Legal professionals and support groups are certainly unconvinced about the merits of vigilantism in the fight against paedophiles.
"Many people get why these so-called vigilantes do it," says Pete Saunders, head of the National Association for People Abused in Childhood (APAC). "Police forces up and down the country are having their resources cut at a time when there is no cut in the number of offences being committed.
"[But] the police and the authorities should be given the resources to take down these criminals; it should not be left to these groups. We do not want groups doing this because it can get in the way of criminal prosecutions.
"It's so easy to say it [the vigilantes' work] is great but it should not be like this. If people ended up walking free because of well-meaning interference by vigilantes then that's extremely unhelpful."
Lawyer Peter Garsden, of the Association of Child Abuse Lawyers (ACAL), agreed the authorities lack the funds to tackle online paedophilia effectively. He said: "The issue is the resources the police need to police the internet in the way they would like.
"There are issues surrounding the use of the evidence collected by these groups. It's done by amateurs and not the professionals. The police always condemn it and say no one should take the law in to their own hands because it is very dangerous and could be badly wrong; they [groups] are playing with fire.
"The police adopt exactly the same tactics in the investigations they carry out by pretending to be 14-year-old girls. It's not that this method of evidence gathering is unacceptable, but the problem is if it not done properly it can be a waste of time, if gathered by an amateur and not a professional."
Garsden pointed out vigilante groups risk violating breach of the peace and committing assault if their sting goes wrong. Furthermore, they could jeopardise the health of a suspect who is mentally ill or suicidal.
However, Dark Justice insist they are doing nothing wrong and bristle at suggestions that they risk breaking the law with their strings.
One of the men says: "We don't try to arrest anyone, we don't assault anyone, we don't ever breach the peace, we try to be as peaceful and as quiet as possible.

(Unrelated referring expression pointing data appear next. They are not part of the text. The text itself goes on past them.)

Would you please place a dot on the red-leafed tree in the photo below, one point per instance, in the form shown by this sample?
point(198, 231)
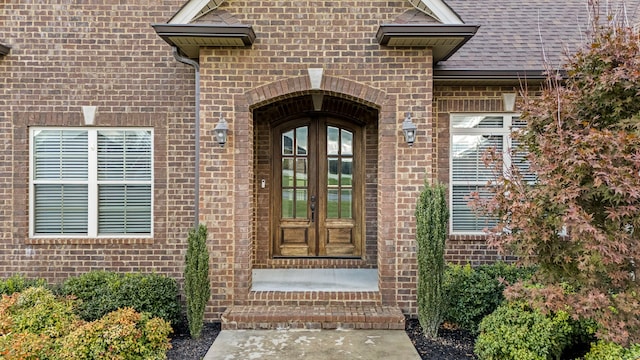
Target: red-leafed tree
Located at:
point(580, 220)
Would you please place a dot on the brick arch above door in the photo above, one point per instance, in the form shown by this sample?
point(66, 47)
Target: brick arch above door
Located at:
point(387, 140)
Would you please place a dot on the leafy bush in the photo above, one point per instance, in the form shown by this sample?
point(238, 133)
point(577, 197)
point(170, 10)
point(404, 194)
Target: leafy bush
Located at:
point(474, 293)
point(31, 321)
point(122, 334)
point(17, 283)
point(432, 216)
point(102, 292)
point(516, 331)
point(603, 350)
point(37, 325)
point(196, 276)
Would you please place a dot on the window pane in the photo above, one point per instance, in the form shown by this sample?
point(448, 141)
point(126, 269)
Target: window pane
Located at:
point(476, 122)
point(332, 204)
point(333, 141)
point(347, 142)
point(333, 172)
point(60, 155)
point(467, 157)
point(124, 209)
point(60, 209)
point(287, 143)
point(347, 172)
point(287, 203)
point(345, 203)
point(287, 172)
point(124, 155)
point(463, 218)
point(301, 172)
point(301, 204)
point(302, 140)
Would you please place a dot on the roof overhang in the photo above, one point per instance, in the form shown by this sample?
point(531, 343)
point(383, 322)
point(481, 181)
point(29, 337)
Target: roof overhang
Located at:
point(190, 37)
point(490, 76)
point(4, 49)
point(444, 39)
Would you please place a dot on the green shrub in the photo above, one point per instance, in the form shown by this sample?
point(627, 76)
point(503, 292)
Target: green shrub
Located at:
point(516, 332)
point(123, 334)
point(18, 282)
point(196, 276)
point(432, 217)
point(603, 350)
point(102, 292)
point(31, 321)
point(473, 293)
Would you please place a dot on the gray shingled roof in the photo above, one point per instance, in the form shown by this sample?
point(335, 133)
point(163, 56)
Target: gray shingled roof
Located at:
point(513, 34)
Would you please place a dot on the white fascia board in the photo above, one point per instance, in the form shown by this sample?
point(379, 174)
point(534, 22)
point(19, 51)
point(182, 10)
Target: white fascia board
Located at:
point(191, 9)
point(443, 11)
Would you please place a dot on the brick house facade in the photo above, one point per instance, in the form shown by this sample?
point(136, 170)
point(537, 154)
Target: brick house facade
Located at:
point(266, 67)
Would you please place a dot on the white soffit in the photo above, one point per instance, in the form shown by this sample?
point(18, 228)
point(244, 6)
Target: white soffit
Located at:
point(193, 10)
point(438, 10)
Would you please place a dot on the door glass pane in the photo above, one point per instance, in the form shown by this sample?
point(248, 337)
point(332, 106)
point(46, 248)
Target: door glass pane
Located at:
point(301, 204)
point(333, 140)
point(345, 204)
point(347, 142)
point(347, 172)
point(302, 140)
point(287, 172)
point(301, 172)
point(332, 204)
point(333, 172)
point(287, 143)
point(287, 203)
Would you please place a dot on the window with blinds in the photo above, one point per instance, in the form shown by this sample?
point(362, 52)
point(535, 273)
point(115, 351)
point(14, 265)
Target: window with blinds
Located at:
point(91, 182)
point(471, 136)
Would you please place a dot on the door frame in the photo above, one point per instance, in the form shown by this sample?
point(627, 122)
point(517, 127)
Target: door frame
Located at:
point(319, 123)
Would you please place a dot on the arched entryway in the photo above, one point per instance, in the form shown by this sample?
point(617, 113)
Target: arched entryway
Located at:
point(316, 196)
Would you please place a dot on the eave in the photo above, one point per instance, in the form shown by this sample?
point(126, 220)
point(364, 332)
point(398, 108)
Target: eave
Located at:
point(444, 39)
point(449, 76)
point(190, 37)
point(4, 50)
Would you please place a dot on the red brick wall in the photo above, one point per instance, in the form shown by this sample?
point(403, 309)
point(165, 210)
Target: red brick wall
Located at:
point(105, 53)
point(68, 54)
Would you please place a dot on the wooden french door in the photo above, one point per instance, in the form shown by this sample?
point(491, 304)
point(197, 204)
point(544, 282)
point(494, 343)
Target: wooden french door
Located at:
point(318, 194)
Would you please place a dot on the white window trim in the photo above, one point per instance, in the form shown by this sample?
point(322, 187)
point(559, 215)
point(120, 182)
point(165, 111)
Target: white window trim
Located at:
point(505, 131)
point(92, 213)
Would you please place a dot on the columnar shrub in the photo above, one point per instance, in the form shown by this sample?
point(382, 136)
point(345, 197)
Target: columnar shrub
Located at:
point(197, 279)
point(432, 218)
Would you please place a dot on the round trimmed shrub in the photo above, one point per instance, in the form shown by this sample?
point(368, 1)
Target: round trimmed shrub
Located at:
point(517, 332)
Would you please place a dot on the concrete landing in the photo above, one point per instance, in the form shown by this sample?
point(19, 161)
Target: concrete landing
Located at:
point(312, 345)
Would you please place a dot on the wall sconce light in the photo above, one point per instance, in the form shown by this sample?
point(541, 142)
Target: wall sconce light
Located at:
point(509, 101)
point(409, 129)
point(220, 131)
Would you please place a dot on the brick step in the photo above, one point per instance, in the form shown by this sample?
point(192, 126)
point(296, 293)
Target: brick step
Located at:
point(313, 317)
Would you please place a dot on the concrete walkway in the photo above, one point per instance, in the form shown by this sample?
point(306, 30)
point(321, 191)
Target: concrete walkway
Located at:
point(312, 345)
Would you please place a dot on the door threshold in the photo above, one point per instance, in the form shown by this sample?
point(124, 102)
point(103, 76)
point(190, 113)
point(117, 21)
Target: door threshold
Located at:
point(330, 280)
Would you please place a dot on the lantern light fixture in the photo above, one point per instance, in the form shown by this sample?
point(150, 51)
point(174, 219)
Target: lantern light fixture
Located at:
point(220, 131)
point(409, 129)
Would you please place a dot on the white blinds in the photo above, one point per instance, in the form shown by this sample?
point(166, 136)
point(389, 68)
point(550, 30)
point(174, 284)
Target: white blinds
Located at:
point(68, 177)
point(472, 135)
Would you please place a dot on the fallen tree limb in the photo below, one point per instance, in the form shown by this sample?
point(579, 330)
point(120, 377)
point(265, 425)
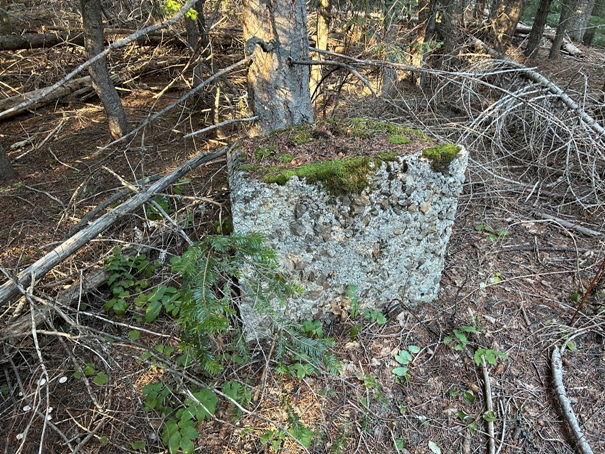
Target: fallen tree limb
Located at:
point(489, 408)
point(42, 40)
point(557, 373)
point(38, 40)
point(42, 266)
point(21, 326)
point(91, 61)
point(570, 225)
point(549, 33)
point(76, 86)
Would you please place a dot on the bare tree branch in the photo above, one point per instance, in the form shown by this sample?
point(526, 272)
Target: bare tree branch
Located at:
point(85, 65)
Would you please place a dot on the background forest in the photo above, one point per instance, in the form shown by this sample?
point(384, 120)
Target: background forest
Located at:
point(119, 321)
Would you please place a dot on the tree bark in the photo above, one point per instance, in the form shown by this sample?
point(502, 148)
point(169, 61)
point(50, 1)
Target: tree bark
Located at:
point(579, 21)
point(101, 79)
point(504, 19)
point(5, 24)
point(535, 36)
point(203, 67)
point(7, 173)
point(567, 10)
point(324, 17)
point(275, 31)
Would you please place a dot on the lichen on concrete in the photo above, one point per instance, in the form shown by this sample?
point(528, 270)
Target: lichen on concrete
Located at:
point(441, 156)
point(387, 237)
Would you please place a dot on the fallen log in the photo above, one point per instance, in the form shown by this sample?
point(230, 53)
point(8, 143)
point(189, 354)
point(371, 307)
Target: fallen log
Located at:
point(38, 269)
point(38, 40)
point(44, 40)
point(79, 86)
point(65, 90)
point(549, 33)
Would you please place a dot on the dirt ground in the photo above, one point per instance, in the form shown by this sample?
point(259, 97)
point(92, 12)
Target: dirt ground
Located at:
point(512, 282)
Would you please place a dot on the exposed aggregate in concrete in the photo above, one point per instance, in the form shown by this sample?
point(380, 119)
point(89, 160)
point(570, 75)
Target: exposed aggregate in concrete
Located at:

As for trespass, we always meet in a public place."
So, what do they say to people who criticise them? "Well if you read the press [about Roger Lee], they said it would have been a real victim if he hadn't been chatting to us. We stopped a child from potentially being abused. At the end of the day, if we take one of them off the street, everyone's winning, because it's one less to worry about."
It seems as though vigilante groups such as Dark Justice are symptoms of the problem of serious underfunding for tackling adults who use the web to groom and sexually abuse children in Britain.
"People need to go and look online and see the problem," says one of the Dark Justice pair when asked about the scale of the problem. "We didn't think it was going to be as bad as it was until we started doing it.
"Anyone who thinks it's not big is deluded, basically."